Konkurrenten wie Google Pay auf Android haben mit Hindernissen zu kämpfen, zumal Google im Gegensatz zu Apple Dritten die Nutzung von Tap-to-Pay auf seinen Telefonen erlaubt.
Finanzriesen und Aufsichtsbehörden haben die Exklusivität von Apple zur Kenntnis genommen. Es gab Vorwürfe wegen monopolistischer Praktiken und Bedenken der Europäischen Union bezüglich der Zahlungstechnologie von Apple.
Allerdings müssen sowohl Apple als auch Goldman Sachs die regulatorischen Vorgaben mit Vorsicht genießen. Die Angleichung von technologischer Innovation und traditionellen Bankwerten bleibt ein strittiger Punkt. Wie Michael J. Hsu, Acting Comptroller of the Currency, kürzlich feststellte, wird die Verbindung von stabilitätsorientiertem Bankwesen und technologischem Aufbruchgeist die Zukunft des offenen Bankwesens tiefgreifend prägen.

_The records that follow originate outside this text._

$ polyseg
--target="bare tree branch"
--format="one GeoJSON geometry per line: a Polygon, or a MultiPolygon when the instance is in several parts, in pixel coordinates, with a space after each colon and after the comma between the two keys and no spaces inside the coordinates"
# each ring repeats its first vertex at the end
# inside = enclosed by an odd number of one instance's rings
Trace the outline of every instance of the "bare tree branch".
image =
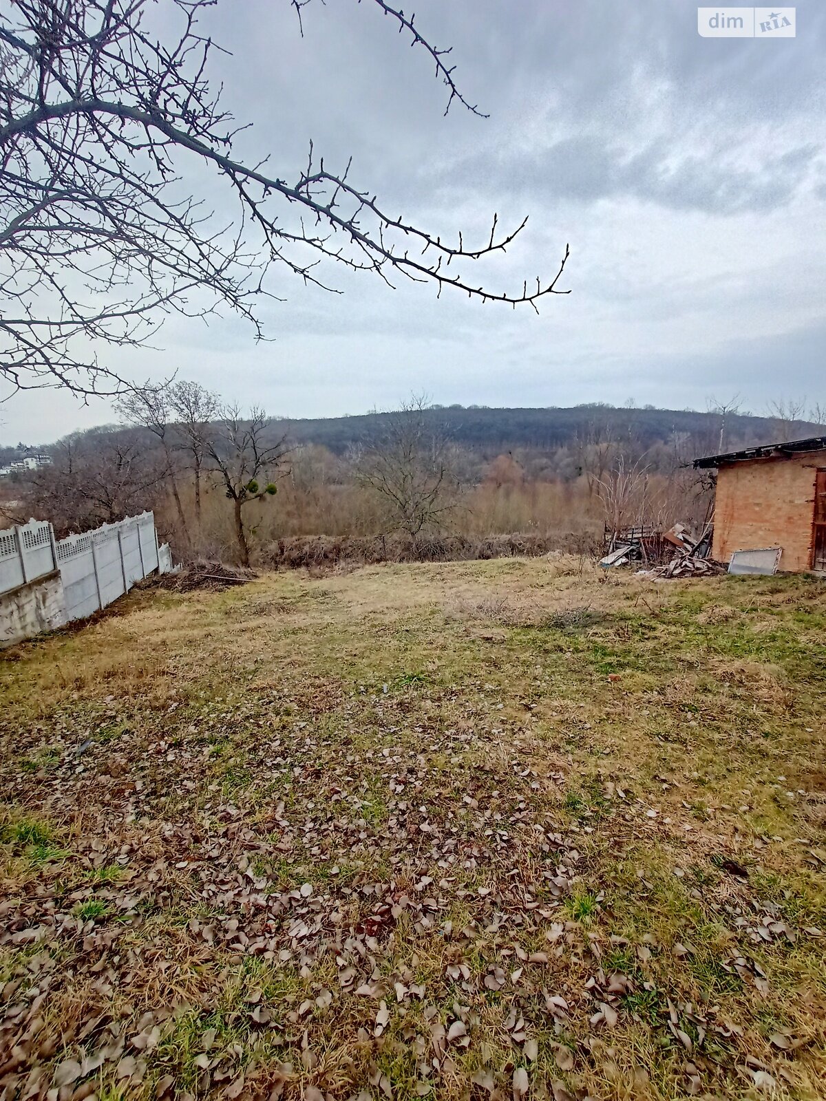
{"type": "MultiPolygon", "coordinates": [[[[530,304],[558,288],[555,273],[515,290],[485,287],[458,270],[504,252],[526,219],[466,246],[402,217],[316,157],[287,182],[232,155],[239,127],[207,78],[218,48],[198,25],[213,0],[171,0],[170,42],[144,26],[145,0],[15,0],[0,13],[0,378],[12,388],[112,392],[123,384],[107,347],[145,347],[172,312],[208,319],[229,310],[264,333],[258,304],[283,268],[336,291],[340,265],[452,287],[486,302],[530,304]],[[219,220],[182,174],[211,172],[233,206],[219,220]]],[[[361,0],[359,0],[361,2],[361,0]]],[[[457,100],[449,50],[407,17],[376,3],[426,52],[457,100]]],[[[292,0],[298,13],[308,0],[292,0]]],[[[300,24],[300,30],[303,31],[300,24]]],[[[204,177],[205,178],[205,177],[204,177]]],[[[206,179],[205,179],[206,183],[206,179]]]]}

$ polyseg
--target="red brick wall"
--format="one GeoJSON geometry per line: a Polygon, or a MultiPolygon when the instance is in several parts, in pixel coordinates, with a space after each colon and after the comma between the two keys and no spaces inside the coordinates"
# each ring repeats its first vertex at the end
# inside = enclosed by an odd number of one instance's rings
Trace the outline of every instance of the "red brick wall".
{"type": "Polygon", "coordinates": [[[779,546],[781,570],[809,569],[818,467],[826,467],[826,454],[721,466],[713,556],[728,562],[733,550],[779,546]]]}

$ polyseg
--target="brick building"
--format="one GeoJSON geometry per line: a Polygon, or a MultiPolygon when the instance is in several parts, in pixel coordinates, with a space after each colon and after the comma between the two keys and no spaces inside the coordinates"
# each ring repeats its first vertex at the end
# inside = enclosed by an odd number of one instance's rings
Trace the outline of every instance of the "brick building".
{"type": "Polygon", "coordinates": [[[782,547],[780,569],[826,571],[826,436],[695,459],[717,469],[711,557],[782,547]]]}

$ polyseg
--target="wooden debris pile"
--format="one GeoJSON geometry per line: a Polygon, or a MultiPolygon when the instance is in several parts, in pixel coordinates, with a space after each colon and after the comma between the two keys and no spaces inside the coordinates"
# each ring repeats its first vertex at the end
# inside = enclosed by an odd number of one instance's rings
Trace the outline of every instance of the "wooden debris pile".
{"type": "Polygon", "coordinates": [[[698,558],[696,555],[675,555],[671,562],[663,566],[654,566],[653,569],[639,569],[637,571],[645,577],[710,577],[715,574],[725,574],[726,567],[711,558],[698,558]]]}
{"type": "Polygon", "coordinates": [[[193,592],[195,589],[221,592],[236,585],[246,585],[257,576],[251,569],[198,559],[177,573],[153,578],[152,584],[159,589],[171,589],[173,592],[193,592]]]}

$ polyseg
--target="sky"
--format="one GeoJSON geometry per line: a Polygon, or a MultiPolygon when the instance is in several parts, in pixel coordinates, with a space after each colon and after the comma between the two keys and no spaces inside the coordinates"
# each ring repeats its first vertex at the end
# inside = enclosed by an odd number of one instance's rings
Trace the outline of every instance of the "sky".
{"type": "MultiPolygon", "coordinates": [[[[164,0],[165,2],[165,0],[164,0]]],[[[405,10],[406,7],[405,7],[405,10]]],[[[726,9],[720,9],[725,11],[726,9]]],[[[195,379],[287,417],[337,416],[426,393],[443,404],[628,400],[705,408],[739,396],[826,400],[826,10],[796,37],[708,39],[685,0],[420,0],[452,46],[447,94],[430,58],[365,0],[219,0],[204,30],[229,51],[210,76],[251,122],[236,155],[294,179],[312,139],[325,165],[405,220],[483,240],[528,225],[507,254],[460,270],[491,288],[546,280],[530,307],[328,269],[329,294],[274,272],[256,344],[233,317],[171,316],[152,347],[104,349],[134,379],[195,379]]],[[[230,216],[206,174],[191,186],[230,216]]],[[[50,443],[115,419],[54,390],[0,404],[0,444],[50,443]]]]}

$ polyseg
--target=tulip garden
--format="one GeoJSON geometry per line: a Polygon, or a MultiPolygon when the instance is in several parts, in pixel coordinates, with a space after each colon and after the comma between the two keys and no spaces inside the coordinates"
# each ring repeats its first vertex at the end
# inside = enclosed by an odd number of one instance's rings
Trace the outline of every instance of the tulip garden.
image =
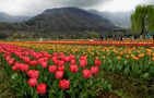
{"type": "Polygon", "coordinates": [[[154,98],[152,46],[0,42],[0,98],[154,98]]]}

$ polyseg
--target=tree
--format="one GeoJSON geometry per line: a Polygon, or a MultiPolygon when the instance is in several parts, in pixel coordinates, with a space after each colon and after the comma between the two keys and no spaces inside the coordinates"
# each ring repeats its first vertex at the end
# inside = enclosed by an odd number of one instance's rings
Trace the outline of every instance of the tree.
{"type": "Polygon", "coordinates": [[[134,35],[154,32],[154,5],[138,5],[131,15],[131,29],[134,35]]]}

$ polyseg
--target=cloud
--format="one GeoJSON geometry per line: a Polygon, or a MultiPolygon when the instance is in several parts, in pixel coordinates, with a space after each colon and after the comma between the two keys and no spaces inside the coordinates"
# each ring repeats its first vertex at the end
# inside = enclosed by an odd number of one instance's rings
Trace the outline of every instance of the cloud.
{"type": "MultiPolygon", "coordinates": [[[[83,9],[96,10],[102,10],[104,7],[106,7],[107,11],[108,8],[120,10],[125,8],[123,5],[127,5],[129,9],[129,3],[122,4],[121,1],[126,3],[125,0],[0,0],[0,12],[7,12],[12,15],[35,15],[43,12],[45,9],[60,7],[78,7],[83,9]],[[110,2],[110,5],[108,4],[108,2],[110,2]]],[[[132,2],[134,0],[127,1],[132,2]]],[[[135,1],[144,3],[154,3],[154,0],[135,1]]]]}
{"type": "Polygon", "coordinates": [[[60,7],[91,8],[109,0],[0,0],[0,12],[34,15],[60,7]]]}

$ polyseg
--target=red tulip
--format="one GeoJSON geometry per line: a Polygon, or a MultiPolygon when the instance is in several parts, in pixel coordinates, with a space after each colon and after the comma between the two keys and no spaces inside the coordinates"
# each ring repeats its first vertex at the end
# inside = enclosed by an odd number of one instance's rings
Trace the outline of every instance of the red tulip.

Während sich die Landschaft des Bankensektors durch die Verbindung von Technologie und Finanzwesen seismisch verändert, beschreiten Unternehmen wie Apple und Goldman Sachs innovative Wege. Diese Verschmelzung bringt sowohl Herausforderungen als auch Chancen mit sich. Sie bietet zwar das Potenzial für mehr Zugänglichkeit, Effizienz und Bequemlichkeit bei Finanzdienstleistungen, aber auch für eine intensive Prüfung durch die Regulierungsbehörden. Das Gleichgewicht zwischen technologiegetriebener Disruption und den Grundprinzipien der Stabilität des Bankwesens wird die Zukunft des Geldmanagements für Verbraucher weltweit bestimmen.